# CICADA
mcp-name: io.github.wende/cicada
### **C**ode **I**ntelligence: **C**ontextual **A**nalysis, **D**iscovery, and **A**ttribution
**Context compaction for AI code assistants** – Give your AI structured, token-efficient access to 17+ languages including Elixir, Python, TypeScript, JavaScript, Rust, and more.
> [**Up to 50% less waiting · Up to 70% less tokens · Up to 99% less explanations to do**](https://cicada-mcp.vercel.app/#benchmark-section)
> **Tighter context = Better Quality**
[](https://www.python.org/downloads/)
[](https://opensource.org/licenses/MIT)
[](https://codecov.io/gh/wende/cicada)
[](https://modelcontextprotocol.io)
[](https://elixir-lang.org/)
[](https://www.python.org/)
[](https://www.typescriptlang.org/)
[](https://www.javascript.com/)
[](https://www.rust-lang.org/)
[](#)
[](https://cursor.com/en-US/install-mcp?name=cicada&config=eyJjb21tYW5kIjoidXZ4IGNpY2FkYS1tY3AgLiJ9)
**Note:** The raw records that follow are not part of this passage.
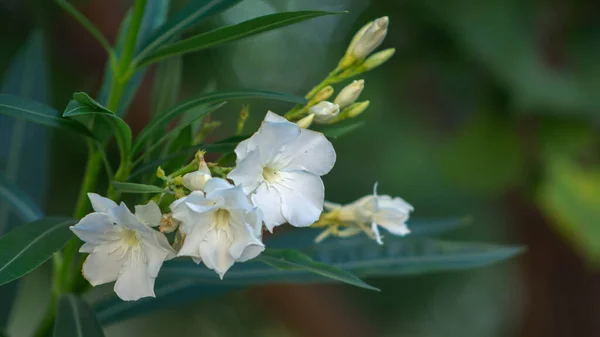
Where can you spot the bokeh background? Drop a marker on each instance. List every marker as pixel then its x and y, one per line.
pixel 489 108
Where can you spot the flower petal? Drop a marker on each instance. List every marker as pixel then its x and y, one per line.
pixel 148 214
pixel 101 204
pixel 302 195
pixel 101 267
pixel 268 200
pixel 134 282
pixel 311 152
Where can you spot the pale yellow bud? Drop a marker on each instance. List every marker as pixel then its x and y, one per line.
pixel 349 94
pixel 324 112
pixel 378 58
pixel 370 39
pixel 305 122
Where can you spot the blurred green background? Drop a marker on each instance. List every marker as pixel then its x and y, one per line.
pixel 489 108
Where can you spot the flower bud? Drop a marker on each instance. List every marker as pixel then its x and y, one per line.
pixel 325 112
pixel 349 94
pixel 195 181
pixel 323 94
pixel 370 39
pixel 378 58
pixel 305 122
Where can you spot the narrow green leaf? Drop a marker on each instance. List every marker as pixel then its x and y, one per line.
pixel 230 33
pixel 340 130
pixel 35 112
pixel 83 104
pixel 194 12
pixel 138 188
pixel 24 206
pixel 162 120
pixel 28 246
pixel 75 318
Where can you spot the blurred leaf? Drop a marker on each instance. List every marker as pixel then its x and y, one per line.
pixel 570 196
pixel 25 248
pixel 155 14
pixel 82 104
pixel 194 12
pixel 26 109
pixel 340 130
pixel 75 318
pixel 138 188
pixel 160 122
pixel 24 206
pixel 230 33
pixel 500 161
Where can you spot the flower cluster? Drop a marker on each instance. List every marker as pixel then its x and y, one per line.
pixel 218 213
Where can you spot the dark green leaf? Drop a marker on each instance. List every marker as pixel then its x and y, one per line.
pixel 138 188
pixel 290 260
pixel 75 318
pixel 28 246
pixel 230 33
pixel 162 120
pixel 83 104
pixel 35 112
pixel 340 130
pixel 191 14
pixel 24 206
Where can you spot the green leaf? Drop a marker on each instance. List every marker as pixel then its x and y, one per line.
pixel 138 188
pixel 230 33
pixel 75 318
pixel 83 104
pixel 194 12
pixel 293 260
pixel 160 122
pixel 338 131
pixel 24 206
pixel 35 112
pixel 28 246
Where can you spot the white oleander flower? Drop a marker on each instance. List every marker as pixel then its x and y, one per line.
pixel 195 181
pixel 324 112
pixel 280 168
pixel 123 247
pixel 349 94
pixel 220 227
pixel 369 38
pixel 377 211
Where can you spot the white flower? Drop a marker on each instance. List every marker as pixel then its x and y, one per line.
pixel 280 167
pixel 123 247
pixel 325 112
pixel 220 227
pixel 376 210
pixel 195 181
pixel 349 94
pixel 369 38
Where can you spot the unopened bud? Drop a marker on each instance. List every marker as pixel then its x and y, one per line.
pixel 168 224
pixel 305 122
pixel 324 112
pixel 349 94
pixel 195 181
pixel 323 94
pixel 378 58
pixel 370 39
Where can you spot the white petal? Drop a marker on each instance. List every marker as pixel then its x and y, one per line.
pixel 248 172
pixel 148 214
pixel 311 152
pixel 101 204
pixel 95 228
pixel 268 200
pixel 134 282
pixel 101 267
pixel 302 195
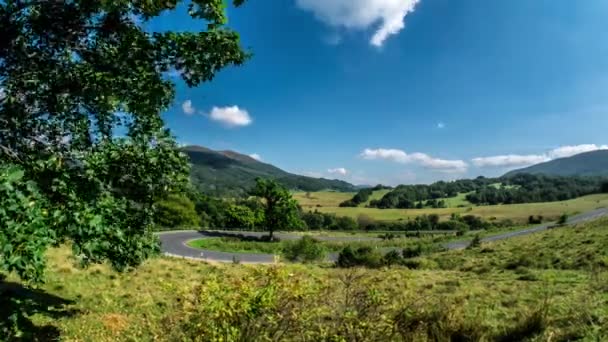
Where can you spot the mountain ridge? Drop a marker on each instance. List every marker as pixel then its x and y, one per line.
pixel 230 173
pixel 594 163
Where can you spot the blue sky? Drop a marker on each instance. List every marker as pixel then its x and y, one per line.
pixel 404 91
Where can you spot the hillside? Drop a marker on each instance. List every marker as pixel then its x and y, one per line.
pixel 230 173
pixel 547 286
pixel 585 164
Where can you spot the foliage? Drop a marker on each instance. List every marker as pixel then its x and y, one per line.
pixel 241 217
pixel 360 197
pixel 280 209
pixel 362 256
pixel 24 234
pixel 231 174
pixel 563 219
pixel 538 219
pixel 83 90
pixel 476 242
pixel 319 221
pixel 445 297
pixel 306 249
pixel 176 212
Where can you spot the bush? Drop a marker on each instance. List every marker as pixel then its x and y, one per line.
pixel 475 243
pixel 392 258
pixel 366 222
pixel 363 256
pixel 306 249
pixel 412 251
pixel 535 219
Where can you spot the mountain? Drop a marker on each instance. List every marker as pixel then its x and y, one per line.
pixel 585 164
pixel 229 173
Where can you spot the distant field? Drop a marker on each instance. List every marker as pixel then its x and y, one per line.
pixel 376 195
pixel 322 198
pixel 459 200
pixel 515 212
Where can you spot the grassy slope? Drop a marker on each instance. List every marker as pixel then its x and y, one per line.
pixel 516 212
pixel 376 195
pixel 322 198
pixel 234 245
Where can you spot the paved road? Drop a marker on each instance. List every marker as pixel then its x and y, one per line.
pixel 174 243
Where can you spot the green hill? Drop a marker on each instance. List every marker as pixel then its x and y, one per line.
pixel 585 164
pixel 228 173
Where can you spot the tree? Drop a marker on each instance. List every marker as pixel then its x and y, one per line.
pixel 240 216
pixel 82 89
pixel 280 209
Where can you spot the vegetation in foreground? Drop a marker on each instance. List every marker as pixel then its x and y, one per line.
pixel 547 286
pixel 518 213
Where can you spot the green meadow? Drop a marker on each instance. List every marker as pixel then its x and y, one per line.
pixel 327 202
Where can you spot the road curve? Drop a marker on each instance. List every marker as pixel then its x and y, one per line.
pixel 175 243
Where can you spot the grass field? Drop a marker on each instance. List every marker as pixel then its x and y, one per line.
pixel 311 200
pixel 234 245
pixel 552 286
pixel 376 195
pixel 516 212
pixel 458 201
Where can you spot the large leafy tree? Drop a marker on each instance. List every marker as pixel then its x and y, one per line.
pixel 84 153
pixel 280 209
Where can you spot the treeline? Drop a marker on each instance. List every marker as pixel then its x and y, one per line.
pixel 433 195
pixel 527 188
pixel 196 210
pixel 521 188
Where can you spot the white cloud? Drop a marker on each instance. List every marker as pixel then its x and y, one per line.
pixel 333 39
pixel 387 16
pixel 568 151
pixel 423 159
pixel 188 108
pixel 256 156
pixel 511 160
pixel 515 160
pixel 338 171
pixel 230 116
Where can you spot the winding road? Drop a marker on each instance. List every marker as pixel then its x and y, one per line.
pixel 175 243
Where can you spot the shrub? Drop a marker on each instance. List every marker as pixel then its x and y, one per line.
pixel 387 236
pixel 392 258
pixel 475 243
pixel 412 251
pixel 453 225
pixel 535 219
pixel 563 219
pixel 176 212
pixel 363 256
pixel 306 249
pixel 366 222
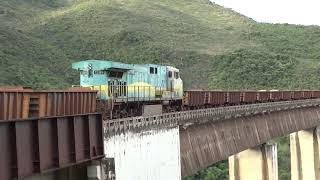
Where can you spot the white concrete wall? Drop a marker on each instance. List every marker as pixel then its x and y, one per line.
pixel 149 155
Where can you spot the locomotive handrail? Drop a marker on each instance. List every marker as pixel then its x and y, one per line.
pixel 204 115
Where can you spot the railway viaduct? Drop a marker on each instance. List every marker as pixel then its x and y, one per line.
pixel 176 145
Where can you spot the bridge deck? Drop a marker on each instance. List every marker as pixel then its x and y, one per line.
pixel 186 118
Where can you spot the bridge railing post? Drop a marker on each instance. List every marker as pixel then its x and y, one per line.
pixel 258 163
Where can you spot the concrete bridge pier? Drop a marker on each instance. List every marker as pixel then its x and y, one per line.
pixel 259 163
pixel 304 147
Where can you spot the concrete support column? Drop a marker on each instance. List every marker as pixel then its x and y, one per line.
pixel 304 151
pixel 258 163
pixel 94 171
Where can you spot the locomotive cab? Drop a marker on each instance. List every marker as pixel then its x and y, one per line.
pixel 174 83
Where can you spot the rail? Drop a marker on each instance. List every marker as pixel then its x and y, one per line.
pixel 203 115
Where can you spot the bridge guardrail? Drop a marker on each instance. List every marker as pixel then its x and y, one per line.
pixel 203 115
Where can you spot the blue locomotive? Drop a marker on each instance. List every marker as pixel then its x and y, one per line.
pixel 126 86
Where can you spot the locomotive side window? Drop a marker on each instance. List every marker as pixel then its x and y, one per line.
pixel 115 74
pixel 176 75
pixel 151 70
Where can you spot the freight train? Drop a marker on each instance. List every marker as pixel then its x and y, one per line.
pixel 124 88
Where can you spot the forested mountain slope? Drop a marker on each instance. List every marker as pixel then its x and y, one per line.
pixel 214 47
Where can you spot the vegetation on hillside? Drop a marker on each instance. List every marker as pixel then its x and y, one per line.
pixel 214 47
pixel 224 50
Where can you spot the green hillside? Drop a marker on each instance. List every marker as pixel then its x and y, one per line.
pixel 214 47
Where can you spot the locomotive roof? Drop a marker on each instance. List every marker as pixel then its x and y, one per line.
pixel 109 65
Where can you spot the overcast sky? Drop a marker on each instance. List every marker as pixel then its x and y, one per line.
pixel 306 12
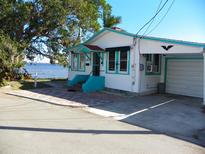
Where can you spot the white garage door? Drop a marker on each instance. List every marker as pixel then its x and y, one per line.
pixel 185 77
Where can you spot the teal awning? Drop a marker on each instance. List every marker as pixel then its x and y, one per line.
pixel 85 48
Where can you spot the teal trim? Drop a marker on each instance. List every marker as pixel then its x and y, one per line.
pixel 152 73
pixel 128 62
pixel 172 41
pixel 117 67
pixel 93 84
pixel 177 58
pixel 78 79
pixel 78 64
pixel 80 48
pixel 117 61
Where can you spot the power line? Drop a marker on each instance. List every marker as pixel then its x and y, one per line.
pixel 162 18
pixel 152 17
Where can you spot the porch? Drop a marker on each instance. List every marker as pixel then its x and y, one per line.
pixel 86 61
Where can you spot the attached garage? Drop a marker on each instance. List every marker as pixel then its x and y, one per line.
pixel 185 77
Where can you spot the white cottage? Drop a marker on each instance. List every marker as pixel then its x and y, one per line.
pixel 119 60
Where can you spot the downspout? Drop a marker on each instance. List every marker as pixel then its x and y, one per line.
pixel 135 43
pixel 203 76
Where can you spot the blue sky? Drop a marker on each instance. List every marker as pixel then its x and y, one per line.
pixel 185 20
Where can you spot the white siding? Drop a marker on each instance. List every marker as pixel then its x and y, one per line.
pixel 119 81
pixel 154 47
pixel 185 77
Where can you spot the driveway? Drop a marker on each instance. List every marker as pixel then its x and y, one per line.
pixel 177 116
pixel 34 126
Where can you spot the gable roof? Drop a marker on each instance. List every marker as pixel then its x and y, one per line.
pixel 85 48
pixel 165 40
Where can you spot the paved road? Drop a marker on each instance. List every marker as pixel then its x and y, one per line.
pixel 29 126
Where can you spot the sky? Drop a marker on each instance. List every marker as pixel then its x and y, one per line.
pixel 185 20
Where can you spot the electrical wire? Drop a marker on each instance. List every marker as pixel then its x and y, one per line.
pixel 161 18
pixel 153 19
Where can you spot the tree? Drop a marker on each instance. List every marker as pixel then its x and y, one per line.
pixel 10 57
pixel 109 20
pixel 46 27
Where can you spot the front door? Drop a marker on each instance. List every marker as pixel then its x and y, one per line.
pixel 96 64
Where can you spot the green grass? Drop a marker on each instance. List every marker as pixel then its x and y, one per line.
pixel 29 84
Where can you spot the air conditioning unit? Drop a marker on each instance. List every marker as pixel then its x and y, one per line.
pixel 152 68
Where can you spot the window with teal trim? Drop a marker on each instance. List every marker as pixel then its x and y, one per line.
pixel 78 61
pixel 153 64
pixel 74 61
pixel 118 62
pixel 81 61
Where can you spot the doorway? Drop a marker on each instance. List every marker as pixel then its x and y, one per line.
pixel 96 64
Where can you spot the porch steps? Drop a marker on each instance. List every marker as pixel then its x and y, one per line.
pixel 86 83
pixel 77 87
pixel 93 84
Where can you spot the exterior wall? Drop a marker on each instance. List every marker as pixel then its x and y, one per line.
pixel 119 81
pixel 154 47
pixel 148 83
pixel 88 69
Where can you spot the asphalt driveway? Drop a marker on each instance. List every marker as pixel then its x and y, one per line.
pixel 177 116
pixel 34 126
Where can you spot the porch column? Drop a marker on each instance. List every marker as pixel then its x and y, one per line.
pixel 204 77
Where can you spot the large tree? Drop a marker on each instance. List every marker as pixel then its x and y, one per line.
pixel 46 27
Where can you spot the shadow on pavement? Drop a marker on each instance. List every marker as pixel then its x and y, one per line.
pixel 53 130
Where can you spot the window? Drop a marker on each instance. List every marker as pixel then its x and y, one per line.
pixel 74 61
pixel 111 61
pixel 153 64
pixel 81 61
pixel 118 60
pixel 123 61
pixel 78 61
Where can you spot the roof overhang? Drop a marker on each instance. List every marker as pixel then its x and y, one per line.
pixel 85 48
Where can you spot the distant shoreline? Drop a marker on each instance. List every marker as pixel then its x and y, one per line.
pixel 46 70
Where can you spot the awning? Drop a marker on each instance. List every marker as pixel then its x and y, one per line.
pixel 85 48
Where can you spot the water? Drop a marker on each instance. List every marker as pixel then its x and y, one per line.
pixel 46 70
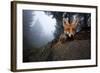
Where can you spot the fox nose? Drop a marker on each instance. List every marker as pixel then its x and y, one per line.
pixel 70 35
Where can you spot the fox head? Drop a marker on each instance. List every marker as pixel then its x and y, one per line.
pixel 70 28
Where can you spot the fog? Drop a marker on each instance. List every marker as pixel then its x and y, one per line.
pixel 39 29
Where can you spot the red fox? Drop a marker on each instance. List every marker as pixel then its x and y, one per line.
pixel 70 28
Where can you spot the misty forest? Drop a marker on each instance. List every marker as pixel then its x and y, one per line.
pixel 56 36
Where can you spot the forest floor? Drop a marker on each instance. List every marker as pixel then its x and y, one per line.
pixel 79 48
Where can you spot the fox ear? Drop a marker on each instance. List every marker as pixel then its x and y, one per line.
pixel 65 21
pixel 75 20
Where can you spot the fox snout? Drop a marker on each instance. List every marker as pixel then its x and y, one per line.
pixel 70 27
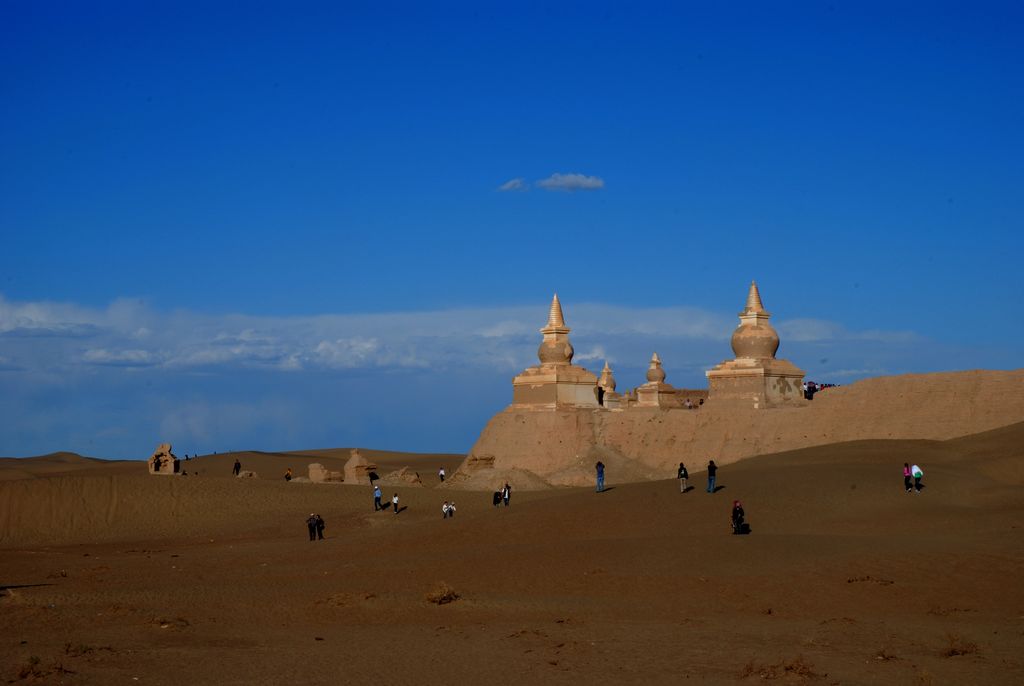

[Quick Install](#quick-install) · [Security](#privacy--security) · [Developers](#for-developers) · [AI Assistants](#for-ai-assistants) · [Docs](#documentation)
---
## Why CICADA?
**The core problem:** AI code assistants [waste context on blind searches](https://www.youtube.com/live/xmbSQz-PNMM?t=2402). Grep dumps entire files when you only need a function signature, leaving less room for actual reasoning.
### The Context Compaction Approach
Instead of raw text dumps, CICADA gives your AI **structured, pre-indexed knowledge**:
| Traditional Search | CICADA |
|-------------------|--------|
| Grep dumps entire files | Returns only signatures + call sites |
| Misses aliased imports | Tracks all reference types |
| No semantic understanding | Keyword search finds `verify_credentials` when you ask for "authentication" |
### What You Get
- **AST-level indexing** – Module/function/class definitions with signatures, specs, docs
- **17+ language support** – Elixir, Python, TypeScript, JavaScript, Rust, Go, Java, Kotlin, Scala, C/C++, Ruby, C#, Visual Basic, Dart, PHP, Erlang (beta)
- **Complete call-site tracking** – Aliases, imports, dynamic references across all supported languages
- **Semantic search** – Find code by concept with keyword extraction or embeddings (Ollama integration)
- **Git + PR attribution** – Surface *why* code exists, not just what
- **Dependency analysis** – Bidirectional tracking (what calls this, what does this call)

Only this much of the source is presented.